The summit also highlighted a panel of reform-minded newly elected DAs, highlights of innovative practices nationwide, and panels on restorative justice, the role of mercy in our system, the merits of risk assessment tools, pretrial justice, and other hot topics in justice reform. A sample of the speakers who shared their views on criminal justice policy relating to incarceration were: New York Attorney General Letita James; Congressmen Hakeem Jeffries and Doug Collins, who championed the recent First Step Act; State’s Attorney of Baltimore Marilyn Mosby; Hon. Virginia Phillips, Chief U.S. District Judge for the Central District of California; Hon. Rodney Ellis, Commissioner of Harris County, TX; Hon. Esther Salas, U.S. District Judge for the District of New Jersey; Hon. Leo Sorokin, District Judge for the District of Massachusetts; Vincent Schiraldi, Co-Director of the Columbia Justice Lab; Hon. Larry Krasner, District Attorney of Philadelphia; Hon.

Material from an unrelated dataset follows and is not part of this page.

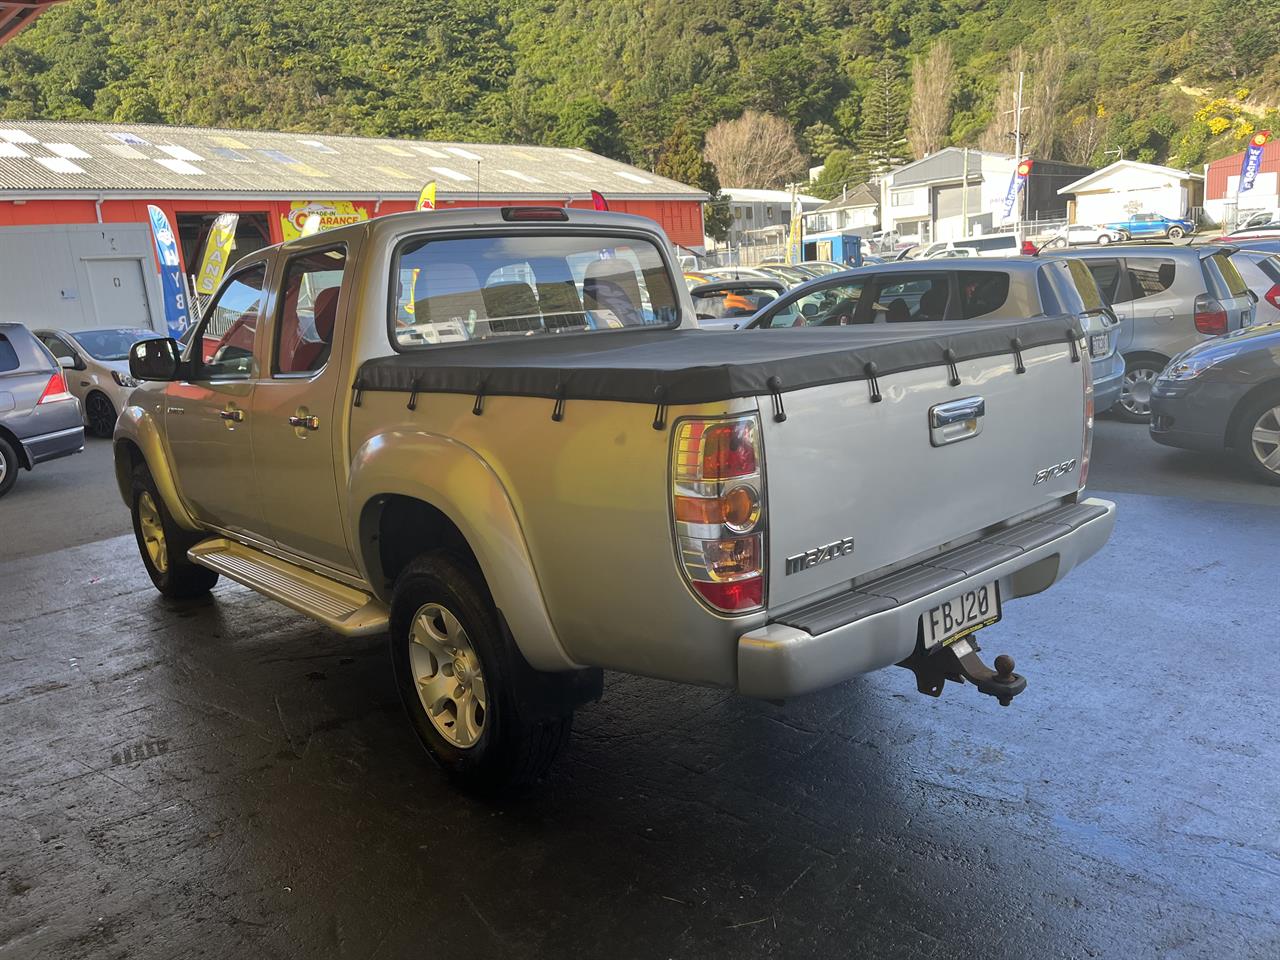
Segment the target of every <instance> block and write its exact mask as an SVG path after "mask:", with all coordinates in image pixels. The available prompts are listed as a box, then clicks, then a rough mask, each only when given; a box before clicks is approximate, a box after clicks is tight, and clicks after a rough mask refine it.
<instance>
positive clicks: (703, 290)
mask: <svg viewBox="0 0 1280 960" xmlns="http://www.w3.org/2000/svg"><path fill="white" fill-rule="evenodd" d="M786 289H787V285H786V284H785V283H782V282H781V280H712V282H710V283H703V284H699V285H698V287H694V288H692V289H690V291H689V296H690V297H692V301H694V312H695V314H696V315H698V325H699V326H701V328H703V329H704V330H736V329H737V328H739V326H741V325H742V324H745V323H746V320H748V319H749V317H751V316H753V315H754V314H755V311H758V310H759V308H760V307H763V306H764V305H765V303H768V302H769V301H771V300H777V298H778V297H780V296H781V294H782V293H785V292H786Z"/></svg>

Nancy Gertner, Professor of Law at Harvard Law School and former District Judge for the District of Massachusetts; Matthew Charles, a fellow at FAMM who recently was released pursuant to the First Step Act; and Roger Goodman, Member of the Washington State legislature.
Perhaps most moving was when people who have suffered firsthand from incarceration’s effects shared their own experiences. Heidi, whose husband was a medic and soldier in the Israeli army, described the night terrors and panic attacks he suffered, symptoms of the PTSD that ultimately led to his crimes and arrest. “It’s difficult to reconcile the loving husband and father with the man known to the prison system,” she said in tears. Seventeen-year-old Michelle, who lost her mother to a stroke when she was thirteen and her father to a seventy-two-month prison sentence, shared her experiences as well. “My life has become a cycle of stress and misery that I have to deal with on my own. I am at a point in my life when I need the only parent I have left for guidance—and I am alone,” the young girl shared.

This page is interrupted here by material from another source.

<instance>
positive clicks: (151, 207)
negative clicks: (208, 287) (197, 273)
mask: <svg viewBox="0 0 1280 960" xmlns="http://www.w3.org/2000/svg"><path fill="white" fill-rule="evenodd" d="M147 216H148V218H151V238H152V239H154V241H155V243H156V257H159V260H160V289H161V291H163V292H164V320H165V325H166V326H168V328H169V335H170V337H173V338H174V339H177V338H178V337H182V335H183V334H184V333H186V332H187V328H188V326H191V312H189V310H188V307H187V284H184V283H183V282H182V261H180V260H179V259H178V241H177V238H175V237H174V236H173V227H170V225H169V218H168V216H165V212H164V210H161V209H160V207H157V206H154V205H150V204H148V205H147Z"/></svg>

Also at the summit, Aleph formally announced the formation of the Center for Fair Sentencing, which will host a digital portal and maintain a clearinghouse on alternatives to incarceration. This clearinghouse will bind together the community of stakeholders exploring or exemplifying the best practices in alternative programs; provide data and analysis; lift up examples of programs using data-informed approaches and best practices; publish turnkey guides, such as one for establishing alternative programs; proffer policy white papers and reports; and advocate for expansion of the use of non-custodial approaches through all stages of the criminal legal system.